California joined the growing list of states to create a workaround of the $10,000 cap on the federal deduction for state and local taxes paid for pass-through entities under a bill signed Friday by the governor.
Gov. Gavin Newsom, a Democrat, signed A.B. 150, part of a package to enact California's 2021-22 budget. He was widely expected to do so — when updating his budget request in May, he reiterated his position that the cap on the SALT deduction should be lifted but said California would provide "a partial fix" for S corporations and other pass-throughs.
Final votes on the legislation, which took place July 1, were 78-0 in the California Assembly and 40-0 in the California Senate.
California joins at least 15 states that have enacted SALT cap workarounds since passage of the 2017 federal tax overhaul.
The governor's office did not immediately respond to a request for additional comment.
A lobbying group, the S-Corp Association, said the provision "is good news for the state's 600,000 S corporations who, along with California partnerships and LLCs, can now deduct the full amount of their state and local tax payments on their federal taxes."
Under an analysis of A.B. 150 by the state Senate, California's SALT workaround for pass-through entities will be an elective tax that the entity pays on behalf of partners. The partners can then receive a credit. The tax rate will be 9.3% and will fall on the distributive shares of income of the partners. Individual partners can choose not to consent, but the entity can still elect to pay the tax. Those partners who do consent will get a nonrefundable credit that equals the amount of tax paid by the entity on the partners' behalf.

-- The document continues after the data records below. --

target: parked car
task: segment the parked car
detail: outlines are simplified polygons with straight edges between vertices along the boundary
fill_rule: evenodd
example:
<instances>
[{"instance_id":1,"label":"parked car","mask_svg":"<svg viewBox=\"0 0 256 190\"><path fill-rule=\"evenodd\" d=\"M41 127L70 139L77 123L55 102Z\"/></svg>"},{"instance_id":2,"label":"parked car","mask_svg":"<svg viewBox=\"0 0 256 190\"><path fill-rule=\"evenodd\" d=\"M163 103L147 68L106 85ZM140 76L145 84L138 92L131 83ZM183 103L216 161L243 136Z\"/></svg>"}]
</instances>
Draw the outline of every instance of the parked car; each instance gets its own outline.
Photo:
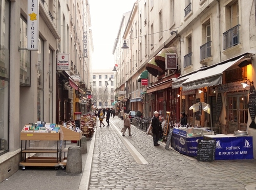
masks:
<instances>
[{"instance_id":1,"label":"parked car","mask_svg":"<svg viewBox=\"0 0 256 190\"><path fill-rule=\"evenodd\" d=\"M131 111L129 113L129 116L131 120L131 122L133 121L133 118L135 116L140 117L142 118L142 113L140 111Z\"/></svg>"}]
</instances>

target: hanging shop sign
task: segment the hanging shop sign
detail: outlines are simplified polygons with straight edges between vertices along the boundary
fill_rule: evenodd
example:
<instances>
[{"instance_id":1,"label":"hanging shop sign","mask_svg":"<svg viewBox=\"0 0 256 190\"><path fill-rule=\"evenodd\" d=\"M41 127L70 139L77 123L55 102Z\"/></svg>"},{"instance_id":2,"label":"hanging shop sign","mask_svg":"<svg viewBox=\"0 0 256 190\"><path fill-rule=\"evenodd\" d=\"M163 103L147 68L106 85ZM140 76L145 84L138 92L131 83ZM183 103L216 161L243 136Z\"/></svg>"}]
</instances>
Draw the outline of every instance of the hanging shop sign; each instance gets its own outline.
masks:
<instances>
[{"instance_id":1,"label":"hanging shop sign","mask_svg":"<svg viewBox=\"0 0 256 190\"><path fill-rule=\"evenodd\" d=\"M147 85L147 79L141 79L141 85Z\"/></svg>"},{"instance_id":2,"label":"hanging shop sign","mask_svg":"<svg viewBox=\"0 0 256 190\"><path fill-rule=\"evenodd\" d=\"M177 54L166 53L165 68L166 69L176 69L177 67Z\"/></svg>"},{"instance_id":3,"label":"hanging shop sign","mask_svg":"<svg viewBox=\"0 0 256 190\"><path fill-rule=\"evenodd\" d=\"M28 50L38 50L38 0L28 0Z\"/></svg>"},{"instance_id":4,"label":"hanging shop sign","mask_svg":"<svg viewBox=\"0 0 256 190\"><path fill-rule=\"evenodd\" d=\"M69 70L69 54L57 54L57 70Z\"/></svg>"}]
</instances>

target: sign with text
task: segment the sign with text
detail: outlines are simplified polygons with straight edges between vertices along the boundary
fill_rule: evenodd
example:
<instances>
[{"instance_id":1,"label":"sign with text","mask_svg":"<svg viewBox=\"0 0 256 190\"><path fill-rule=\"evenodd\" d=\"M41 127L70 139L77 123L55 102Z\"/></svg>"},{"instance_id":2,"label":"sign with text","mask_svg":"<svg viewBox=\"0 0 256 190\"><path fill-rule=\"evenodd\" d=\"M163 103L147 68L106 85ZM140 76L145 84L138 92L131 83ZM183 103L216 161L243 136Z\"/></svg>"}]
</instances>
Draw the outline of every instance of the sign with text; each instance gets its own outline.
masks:
<instances>
[{"instance_id":1,"label":"sign with text","mask_svg":"<svg viewBox=\"0 0 256 190\"><path fill-rule=\"evenodd\" d=\"M69 70L69 54L57 54L57 70Z\"/></svg>"},{"instance_id":2,"label":"sign with text","mask_svg":"<svg viewBox=\"0 0 256 190\"><path fill-rule=\"evenodd\" d=\"M28 0L28 50L38 50L38 0Z\"/></svg>"},{"instance_id":3,"label":"sign with text","mask_svg":"<svg viewBox=\"0 0 256 190\"><path fill-rule=\"evenodd\" d=\"M165 54L165 68L166 69L176 69L177 64L177 54L166 53Z\"/></svg>"},{"instance_id":4,"label":"sign with text","mask_svg":"<svg viewBox=\"0 0 256 190\"><path fill-rule=\"evenodd\" d=\"M142 86L147 85L147 79L141 79L141 85Z\"/></svg>"}]
</instances>

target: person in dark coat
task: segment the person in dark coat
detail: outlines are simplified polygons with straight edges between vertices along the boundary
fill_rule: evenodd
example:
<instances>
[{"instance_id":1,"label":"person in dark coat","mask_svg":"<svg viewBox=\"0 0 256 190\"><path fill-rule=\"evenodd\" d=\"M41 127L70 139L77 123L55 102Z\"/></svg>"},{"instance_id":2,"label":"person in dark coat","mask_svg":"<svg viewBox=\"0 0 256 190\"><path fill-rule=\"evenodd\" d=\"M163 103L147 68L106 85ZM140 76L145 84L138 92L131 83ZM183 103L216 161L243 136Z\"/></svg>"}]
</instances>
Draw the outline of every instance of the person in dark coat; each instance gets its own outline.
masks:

The pass-through workaround will begin for tax year 2021 and sunset after tax year 2025, according to the analysis.
In addition to the workaround on the SALT cap, A.B. 150 includes several credits and exemptions. A two-year exemption on the sale of diapers and menstrual products is extended indefinitely. The state historic tax credit, scheduled to sunset on Jan. 1, 2026, is extended by one year.
The bill also includes credits for hiring and investment, including one for employers who bring back employees they may have dismissed because of the pandemic.
On July 12, the governor also signed the state's main budget bill, S.B. 129. That bill contained what Newsom called "the biggest state tax rebate in American history," in which low- and middle-income Californians receive a state stimulus check of at least $500. Families with children will get another $500 under the plan.
The overall budget is $263 billion, and California has a surplus of more than $75 billion. That drew criticism from state Republicans, who had wanted to use some of the surplus for additional tax relief, including suspending the state's gas tax for a year.
"Unfortunately, the majority party rejected my call to suspend the gas tax burdening families with a 51.1-cent increase in gas prices starting today," Sen. Rosilicie Ochoa Bogh, said in a statement. "As we move towards an economic recovery, this is the time Californians could use more money in their pocketbooks. With tens of billions in extra revenue, helping struggling families save at the pump should have been a priority."